Rockefeller‘s cards include the details of numerous US presidents, including Eisenhower, Nixon (‘Dick’), Reagan, Ford and Kennedy (Jack) – whom he first met in 1938 while a student in London with Kennedy’s sister, Kathleen. The first card mentioning the future president noted him as ‘a brother’ of Kathleen.

‘She was more important than JFK,’ Johnson told WSJ, because Rockefeller had dated Kathleen, who was killed in plane crash at just 28 years old.

‘He is Congressman from Mass.,’ Rockefeller wrote of JFK. ‘Harvard class ’38. He wrote a book on Europe after he got out of college – it was a best seller. He was in the Navy during the war and elected on the Democratic ticket to Congress from Mass. in 1946.’ 

It’s clear from the index cards that Rockefeller placed great emphasis on keeping his records up to date; addresses were frequently crossed out and replaced, as was spousal information or titles. On one card documenting Nelson Mandela, he crossed out ‘Mr. President” and ‘The Honorable’ and changed it to ‘his Excellency.’ Exemplifying Rockefeller’s attention to detail, the card describes a 1993 dinner hosted by Rockefeller to honor Mandela, during which the South African leader gave Rockefeller a beaded belt – which, Rockefeller wrote, he would be preserving in a glass frame.

The cards show the remarkable access and influence Rockefeller enjoyed, with one-liners painting a broad picture: ‘4/28/64 – DR saw Pres. & Mrs. Johnson at dinner at White House;’ ‘12/5/56 – DR saw Mr. Nixon at dinner given by Mike Cowles;’ 9/22/73 – DR visited with [Anwar Sadat] at seaside villa at Borg-el-Arab; ‘1/99 – [Lady Bird Johson] wrote to DR inviting him for cocktails at the University Club on March 2, 1999 – DR in Mexico.’

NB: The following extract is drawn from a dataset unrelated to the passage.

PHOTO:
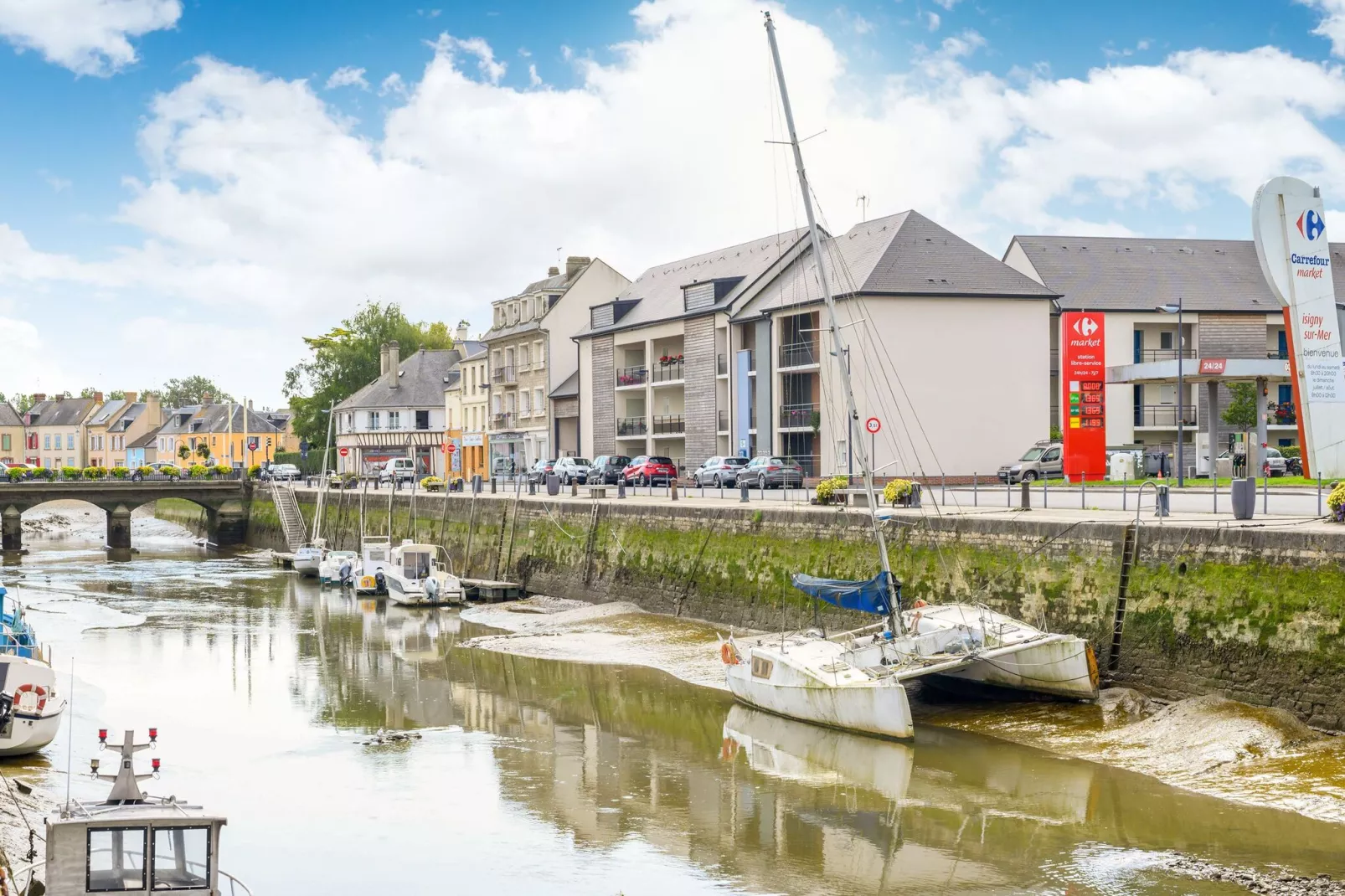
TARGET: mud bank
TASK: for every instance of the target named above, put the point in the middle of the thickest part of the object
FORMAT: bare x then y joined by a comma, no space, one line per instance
1205,744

Rockefeller staff got rid of the oversized Rolodex in August 2015 and stored the cards instead in a basement on the Rockefeller estate in Pocantico Hills, NY. The cards are now kept in filing cabinets at Kykuit, another family estate.

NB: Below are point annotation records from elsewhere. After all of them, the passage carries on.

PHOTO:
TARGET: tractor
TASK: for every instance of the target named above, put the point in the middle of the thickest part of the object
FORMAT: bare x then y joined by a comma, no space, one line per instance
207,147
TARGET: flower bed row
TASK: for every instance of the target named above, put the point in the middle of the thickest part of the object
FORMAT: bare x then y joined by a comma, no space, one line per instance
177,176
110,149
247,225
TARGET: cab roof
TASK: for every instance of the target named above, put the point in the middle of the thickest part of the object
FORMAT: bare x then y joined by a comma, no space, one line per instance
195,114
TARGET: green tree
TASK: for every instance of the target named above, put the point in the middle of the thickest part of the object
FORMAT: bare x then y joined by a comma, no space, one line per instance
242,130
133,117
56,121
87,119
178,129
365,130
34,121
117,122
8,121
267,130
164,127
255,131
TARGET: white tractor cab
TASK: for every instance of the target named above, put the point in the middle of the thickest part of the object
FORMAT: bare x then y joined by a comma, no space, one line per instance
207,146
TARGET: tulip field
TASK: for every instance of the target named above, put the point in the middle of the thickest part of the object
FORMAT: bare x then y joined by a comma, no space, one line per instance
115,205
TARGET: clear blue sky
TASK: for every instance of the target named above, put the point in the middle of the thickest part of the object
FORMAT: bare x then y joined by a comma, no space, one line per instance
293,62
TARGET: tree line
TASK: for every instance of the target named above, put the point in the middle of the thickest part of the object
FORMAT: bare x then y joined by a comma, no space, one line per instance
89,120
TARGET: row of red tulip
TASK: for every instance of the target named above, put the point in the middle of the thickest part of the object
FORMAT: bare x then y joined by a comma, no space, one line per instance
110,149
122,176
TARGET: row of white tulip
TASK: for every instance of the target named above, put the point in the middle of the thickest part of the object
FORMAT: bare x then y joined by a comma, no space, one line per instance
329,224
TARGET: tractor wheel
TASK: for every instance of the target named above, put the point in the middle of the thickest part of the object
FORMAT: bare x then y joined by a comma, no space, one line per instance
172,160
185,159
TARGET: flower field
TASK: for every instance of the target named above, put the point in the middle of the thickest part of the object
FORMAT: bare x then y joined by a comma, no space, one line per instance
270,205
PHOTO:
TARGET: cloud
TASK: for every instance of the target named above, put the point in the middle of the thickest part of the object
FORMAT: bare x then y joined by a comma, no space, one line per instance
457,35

‘The building blocks of history end up being constructed from material like the Rolodex cards,’ Johnson told the WSJ.

But Rockefeller’s meticulous records is especially unusual, Harvard professor and historian Nancy Koehn told the newspaper.

‘In the annals of CEO history, the breadth and depth of this record of s stand out,’ she said. ‘This is a man with a large, long reach.’